If teachers are the most-important in-school factor for student growth, we certainly don’t act like it. Students who need the best teachers tend to get the short end of the stick. Their teachers have fewer credentials, less experience, lower value-added scores, lower salaries, and worse attendance rates. As Dan Goldhaber, Lesley Lavery, and Roddy Theobald put it in their review of teacher quality across an entire state, “virtually every measure of teacher quality…is inequitably distributed across every indicator of student disadvantage.”
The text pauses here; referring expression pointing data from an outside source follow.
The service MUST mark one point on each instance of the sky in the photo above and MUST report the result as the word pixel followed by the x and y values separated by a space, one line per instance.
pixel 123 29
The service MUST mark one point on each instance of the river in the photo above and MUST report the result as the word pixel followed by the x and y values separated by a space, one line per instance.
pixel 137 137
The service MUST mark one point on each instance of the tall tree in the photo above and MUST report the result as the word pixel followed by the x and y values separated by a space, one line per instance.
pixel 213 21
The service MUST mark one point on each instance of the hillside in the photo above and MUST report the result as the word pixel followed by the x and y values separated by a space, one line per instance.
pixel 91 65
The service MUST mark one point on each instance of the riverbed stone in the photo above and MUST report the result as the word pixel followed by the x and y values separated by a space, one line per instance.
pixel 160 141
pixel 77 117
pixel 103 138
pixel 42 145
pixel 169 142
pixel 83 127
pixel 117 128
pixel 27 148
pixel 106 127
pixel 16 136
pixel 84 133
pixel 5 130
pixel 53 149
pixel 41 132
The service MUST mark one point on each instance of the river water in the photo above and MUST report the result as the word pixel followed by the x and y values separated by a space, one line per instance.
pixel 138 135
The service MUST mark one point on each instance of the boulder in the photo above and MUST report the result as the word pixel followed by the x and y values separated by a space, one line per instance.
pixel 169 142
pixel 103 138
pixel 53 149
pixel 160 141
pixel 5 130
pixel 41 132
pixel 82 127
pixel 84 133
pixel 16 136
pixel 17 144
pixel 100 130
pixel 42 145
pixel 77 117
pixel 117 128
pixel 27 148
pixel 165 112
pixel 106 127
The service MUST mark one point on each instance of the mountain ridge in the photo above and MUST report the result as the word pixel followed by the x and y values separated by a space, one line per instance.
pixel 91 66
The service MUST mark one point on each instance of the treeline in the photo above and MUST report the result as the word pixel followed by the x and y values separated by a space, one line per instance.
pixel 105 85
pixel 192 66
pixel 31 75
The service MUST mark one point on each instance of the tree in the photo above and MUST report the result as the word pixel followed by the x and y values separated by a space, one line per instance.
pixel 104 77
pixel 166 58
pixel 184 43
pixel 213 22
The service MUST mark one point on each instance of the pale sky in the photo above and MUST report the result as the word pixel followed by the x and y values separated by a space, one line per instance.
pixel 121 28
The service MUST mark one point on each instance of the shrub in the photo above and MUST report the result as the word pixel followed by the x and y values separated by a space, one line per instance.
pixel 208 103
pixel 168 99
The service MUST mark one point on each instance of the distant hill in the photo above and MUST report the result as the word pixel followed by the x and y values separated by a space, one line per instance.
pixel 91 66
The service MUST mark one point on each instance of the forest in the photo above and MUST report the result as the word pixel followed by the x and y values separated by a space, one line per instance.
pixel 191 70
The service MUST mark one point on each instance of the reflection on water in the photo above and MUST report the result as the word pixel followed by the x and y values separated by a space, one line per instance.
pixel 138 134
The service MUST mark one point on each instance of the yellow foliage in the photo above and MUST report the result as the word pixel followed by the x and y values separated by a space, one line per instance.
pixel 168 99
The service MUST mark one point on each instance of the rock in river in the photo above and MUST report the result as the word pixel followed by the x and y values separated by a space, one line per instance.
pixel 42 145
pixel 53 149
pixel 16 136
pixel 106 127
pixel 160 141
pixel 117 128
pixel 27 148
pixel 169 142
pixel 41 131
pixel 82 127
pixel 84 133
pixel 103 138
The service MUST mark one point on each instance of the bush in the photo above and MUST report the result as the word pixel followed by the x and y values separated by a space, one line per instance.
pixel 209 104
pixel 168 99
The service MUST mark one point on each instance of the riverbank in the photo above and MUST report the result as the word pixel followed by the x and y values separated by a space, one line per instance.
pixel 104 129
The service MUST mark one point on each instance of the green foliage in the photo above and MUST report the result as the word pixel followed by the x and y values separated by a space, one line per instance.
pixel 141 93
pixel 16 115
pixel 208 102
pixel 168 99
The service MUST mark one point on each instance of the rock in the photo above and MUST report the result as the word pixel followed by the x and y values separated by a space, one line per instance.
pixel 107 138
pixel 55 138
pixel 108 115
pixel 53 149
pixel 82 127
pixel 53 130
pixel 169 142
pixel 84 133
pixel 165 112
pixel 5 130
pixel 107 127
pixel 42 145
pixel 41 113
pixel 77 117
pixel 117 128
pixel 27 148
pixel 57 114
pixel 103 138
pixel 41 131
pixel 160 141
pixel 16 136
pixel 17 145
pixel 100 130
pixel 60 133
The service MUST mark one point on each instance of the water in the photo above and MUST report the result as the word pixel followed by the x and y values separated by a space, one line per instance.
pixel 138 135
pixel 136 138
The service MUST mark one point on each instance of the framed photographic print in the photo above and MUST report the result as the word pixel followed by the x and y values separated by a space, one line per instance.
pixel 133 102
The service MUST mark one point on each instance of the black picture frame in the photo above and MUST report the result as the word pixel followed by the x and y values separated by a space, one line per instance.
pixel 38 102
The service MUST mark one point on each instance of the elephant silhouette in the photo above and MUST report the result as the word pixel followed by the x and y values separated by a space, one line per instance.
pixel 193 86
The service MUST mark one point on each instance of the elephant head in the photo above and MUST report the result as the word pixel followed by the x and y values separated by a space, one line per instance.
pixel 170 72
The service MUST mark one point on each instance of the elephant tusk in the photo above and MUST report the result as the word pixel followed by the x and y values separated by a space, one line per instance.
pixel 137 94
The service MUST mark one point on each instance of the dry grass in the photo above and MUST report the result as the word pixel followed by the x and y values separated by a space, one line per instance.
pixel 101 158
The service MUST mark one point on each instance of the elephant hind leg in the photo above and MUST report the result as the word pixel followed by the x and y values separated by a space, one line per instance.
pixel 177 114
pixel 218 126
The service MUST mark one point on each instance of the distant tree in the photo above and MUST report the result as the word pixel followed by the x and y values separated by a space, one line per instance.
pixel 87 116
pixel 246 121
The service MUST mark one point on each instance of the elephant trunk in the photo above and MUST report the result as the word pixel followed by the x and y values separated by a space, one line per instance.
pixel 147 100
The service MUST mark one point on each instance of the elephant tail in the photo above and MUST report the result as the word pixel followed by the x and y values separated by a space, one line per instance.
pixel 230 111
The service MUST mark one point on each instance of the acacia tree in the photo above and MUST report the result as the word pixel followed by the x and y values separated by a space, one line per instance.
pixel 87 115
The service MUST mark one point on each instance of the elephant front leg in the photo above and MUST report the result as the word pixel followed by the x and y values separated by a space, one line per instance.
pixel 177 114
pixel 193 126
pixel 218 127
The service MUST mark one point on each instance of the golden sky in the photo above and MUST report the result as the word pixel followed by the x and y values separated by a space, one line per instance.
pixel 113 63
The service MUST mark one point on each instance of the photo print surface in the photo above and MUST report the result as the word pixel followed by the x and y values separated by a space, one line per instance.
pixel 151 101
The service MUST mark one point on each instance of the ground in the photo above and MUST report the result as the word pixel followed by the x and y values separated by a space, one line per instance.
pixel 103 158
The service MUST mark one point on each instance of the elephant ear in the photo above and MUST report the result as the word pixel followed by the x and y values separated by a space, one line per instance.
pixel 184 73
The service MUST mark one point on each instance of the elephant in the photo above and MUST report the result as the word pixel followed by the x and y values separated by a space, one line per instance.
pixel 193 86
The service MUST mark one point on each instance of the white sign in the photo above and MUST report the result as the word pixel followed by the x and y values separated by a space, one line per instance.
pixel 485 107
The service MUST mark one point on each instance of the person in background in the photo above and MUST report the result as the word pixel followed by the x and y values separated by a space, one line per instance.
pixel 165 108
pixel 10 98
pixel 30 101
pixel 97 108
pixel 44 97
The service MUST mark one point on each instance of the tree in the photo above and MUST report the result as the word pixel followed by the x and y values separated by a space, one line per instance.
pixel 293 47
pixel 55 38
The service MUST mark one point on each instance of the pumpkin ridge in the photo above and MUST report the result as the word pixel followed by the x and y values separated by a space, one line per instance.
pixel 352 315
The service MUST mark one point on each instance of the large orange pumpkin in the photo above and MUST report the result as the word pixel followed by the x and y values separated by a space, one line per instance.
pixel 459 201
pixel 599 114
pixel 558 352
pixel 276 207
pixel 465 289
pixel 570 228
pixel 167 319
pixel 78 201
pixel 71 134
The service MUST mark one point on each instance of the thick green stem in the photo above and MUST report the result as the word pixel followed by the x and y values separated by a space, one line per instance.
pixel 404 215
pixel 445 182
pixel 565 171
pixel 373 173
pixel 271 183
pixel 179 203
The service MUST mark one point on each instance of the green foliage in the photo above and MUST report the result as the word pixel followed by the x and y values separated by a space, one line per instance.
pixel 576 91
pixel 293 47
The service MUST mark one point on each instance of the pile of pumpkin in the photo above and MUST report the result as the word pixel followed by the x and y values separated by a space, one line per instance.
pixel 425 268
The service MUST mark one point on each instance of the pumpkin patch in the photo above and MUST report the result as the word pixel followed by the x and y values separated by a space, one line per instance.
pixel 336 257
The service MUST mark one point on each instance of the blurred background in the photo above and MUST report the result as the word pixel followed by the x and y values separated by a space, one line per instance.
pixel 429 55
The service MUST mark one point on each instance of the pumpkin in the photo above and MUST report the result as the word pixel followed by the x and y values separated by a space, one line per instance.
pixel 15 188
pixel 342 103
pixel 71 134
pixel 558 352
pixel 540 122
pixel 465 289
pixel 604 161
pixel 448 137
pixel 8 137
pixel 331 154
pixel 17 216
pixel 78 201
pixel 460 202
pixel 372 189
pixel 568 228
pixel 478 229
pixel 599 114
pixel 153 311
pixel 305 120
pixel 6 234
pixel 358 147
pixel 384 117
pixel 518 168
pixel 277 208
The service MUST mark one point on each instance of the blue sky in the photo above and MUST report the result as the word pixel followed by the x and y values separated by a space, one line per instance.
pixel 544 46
Our public policies don’t do much to solve these problems. At the federal level, the U.S. Department of Education issued a call this week for states to update their NCLB-mandated state teacher equity plans. But those plans are toothless (they’re just plans) and are aimed at the wrong levers. Addressing statewide inequities would require policies like changing school funding formulas to drive more money to poorer schools. Some states have done this on their own volition, but updated state equity plans don’t need to include any actions at all.
Perhaps more importantly, district-level policies are a significant driver of inequitable distribution. Flat salary schedules that treat all teachers and teaching positions the same, regardless of challenge or need, provide no extra incentive for teachers to work in harder-to-serve schools. And district budgets that rely on “average” teacher salaries shortchange schools with less experienced staffs. There’s nothing in this week’s guidance that would force districts to re-evaluate these sorts of decisions.
A better path forward would appreciate the federalist nature of our education system. The federal government can’t compel local change, but that doesn’t mean there isn’t a federal role. I see at least four actions the federal government could take to address equity issues.
One, while this week’s announcement included the news that the U.S. Department of Education will be releasing “State Educator Equity Profiles,” the data really need to be at the district- or school-level to drive meaningful change. Creating comparable, accessible, easy-to-understand data would be an appropriate federal role and be a big help to local policymakers and advocates.
Two, the federal government provides billions of dollars intended to support the educational outcomes of low-income students. Rules like the so-called comparability loophole–which allows districts to use average instead of actual teacher salaries for budget calculations–mean federal dollars are not getting to the schools and students who need them the most. goals. Closing the comparability loophole would provide an immediate benefit to low-income schools.
Three, the federal government has a role in ensuring that low-income and minority students have equal access to resources at least within the same district. Michael Petrilli called the Department’s recent warning that it would take a closer look at these within-district allocations “meddling,” but it’s shameful that our public policies disproportionately place students of color in schools with poor lighting, unsafe or temporary structures, and unequal access to technology and curriculum. We shouldn’t hold quotas for these things or try for perfect equality across all inputs, but the Office of Civil Rights should be involved when some groups of disadvantaged students get the worst of everything, even within the same district.
Four, if old and outdated district-level policies are driving inequities, the federal government should offer more competitive funding for districts seeking to update them. For example, while the Teacher Incentive Fund has historically focused on compensating teachers for their performance, we should also encourage districts to start compensating more teachers based on the difficulty of their job and the supply of people who can do it well. Even if we take performance out of the equation, we should try everything in our power to increase the supply of educators who want to take on the most challenging assignments.
In short, we’re not going to fix school– and district-level inequities with state plans. Intractable problems demand actions and policies, not just another round of plans.